PROVIDENCE, R.I. (WPRI) – Retired Providence firefighter John Sauro – who was collecting a tax-free disability pension when he was seen in Target 12 undercover video lifting weights – has filed a notice with city officials that he intends to sue the city for $7 million for taking away his pension.
The “notice of claim” was filed Friday afternoon by Sauro’s attorney, Joseph Voccola, and alleges the city’s actions caused “serious mental anguish and emotional distress, bodily injury, anxiety, ridicule, humiliation, indignity, loss of enjoyment of life,” among other claims.
In response Providence Mayor Angel Taveras said “we’ll see him in court.”
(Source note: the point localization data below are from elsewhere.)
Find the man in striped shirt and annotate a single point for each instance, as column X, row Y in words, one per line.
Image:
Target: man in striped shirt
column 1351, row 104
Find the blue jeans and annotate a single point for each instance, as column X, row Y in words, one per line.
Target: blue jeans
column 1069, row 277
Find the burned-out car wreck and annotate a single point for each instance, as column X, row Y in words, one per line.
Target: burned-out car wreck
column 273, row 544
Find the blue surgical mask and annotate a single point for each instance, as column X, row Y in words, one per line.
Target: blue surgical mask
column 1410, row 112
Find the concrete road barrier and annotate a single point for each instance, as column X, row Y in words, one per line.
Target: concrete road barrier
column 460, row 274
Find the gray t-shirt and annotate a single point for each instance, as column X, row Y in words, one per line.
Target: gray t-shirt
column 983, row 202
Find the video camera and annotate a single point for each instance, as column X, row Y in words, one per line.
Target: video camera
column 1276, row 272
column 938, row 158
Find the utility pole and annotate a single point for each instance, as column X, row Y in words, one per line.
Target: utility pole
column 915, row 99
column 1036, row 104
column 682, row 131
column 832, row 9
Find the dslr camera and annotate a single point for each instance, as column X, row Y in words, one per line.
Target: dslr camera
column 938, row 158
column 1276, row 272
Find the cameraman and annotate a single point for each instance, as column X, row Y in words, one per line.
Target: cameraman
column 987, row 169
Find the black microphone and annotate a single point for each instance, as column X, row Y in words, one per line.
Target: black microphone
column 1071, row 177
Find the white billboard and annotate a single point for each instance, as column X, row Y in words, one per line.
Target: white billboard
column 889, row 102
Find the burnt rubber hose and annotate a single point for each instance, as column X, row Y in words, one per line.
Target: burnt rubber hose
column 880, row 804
“We’ll do everything that we have to do to defend the city,” Taveras said. “We’ll also defend the system and make sure that someone who is not entitled to a disability pension does not have recourse.”
Sauro said he suffered a shoulder injury in 1998 carrying someone down stairs while on the job as a firefighter. He was awarded a tax-free accidental disability pension in 2000.
In 2011, Sauro was seen in Target 12 undercover video working out vigorously, including lifting weights.
In the notice, Sauro’s lawyers argue an independent medical exam (IME) after the report showed he was still unfit to return to work.
The city later requested Sauro be examined by a shoulder specialist in Waltham, Mass., but Sauro refused, saying his doctors said he was too sick to travel out of state. After a series of attempts to reschedule the appointment, the city eventually moved to revoke Sauro’s pension due to his failure to recertify his injury.
Last July, the Providence Retirement Board suspended Sauro’s pension benefits immediately on an 11-0 vote, citing “new evidence.”
“Claimant’s pension was suspended arbitrarily and without cause, as Claimant did not ‘refuse’ to attend the [independent medical exam] as ordered,” the notice failed by Sauro’s lawyer states, “but was complying with the direct orders of his two physicians not to attend the long distance IME for serious medical reasons.”
According to the notice, the new evidence cited is video from a private investigator hired by the city that shows Sauro out and about running errands. The city used the video to show that Sauro was not bedridden.
In the notice, Sauro’s lawyers claim he was aware he was being followed and the city set him up to be captured on tape.
“The City portrayed these events in a completely different light, by making a mockery of the fact that claimant is primarily bedridden and used to deception by making it appear that claimant was just our joyriding around as an everyday routine,” the notice states.
Sauro’s lawyers say on that day he was out obtaining a doctor’s note at the order of the city’s human resources director, Sybil Bailey, as to why he couldn’t attend the medical exam.
As a result of being followed, Sauro’s lawyers said he suffered a panic attack the next day and had to be hospitalized.
“[The city] failed to advise [the Retirement Board] that they tricked claimant into having to travel to his doctor’s and related places so they could follow claimant and make it appear that he was willfully disobeying the order to attend the out of state IME,” the notice states.
“I believe our actions have been appropriate,” Taveras said. “I believe the court will find them appropriate, and we will seek all remedies under the law.”
Sauro’s lawyers argue his condition – both mental and physical – was so bad that his doctors said it would be “life-threatening” if he travelled to Massachusetts.
The notice also raises questions about the doctor the city chose for the IME, saying he went to the same university as Providence Mayor Angel Taveras.
“Dr. Brian McKeon and Mayor Angel Taveras are Georgetown University Alumni, graduating in 1993 and 1996, respectively,” the notice states.
The city has 40 days to respond to the notice before it can be filed in superior court.
Taveras said he thinks it’s important to taxpayers to see this case through adding “it’s also important to all the people who have a disability and are unable to work.”
Eyewitness News reporter Jared Pliner contributed to this report.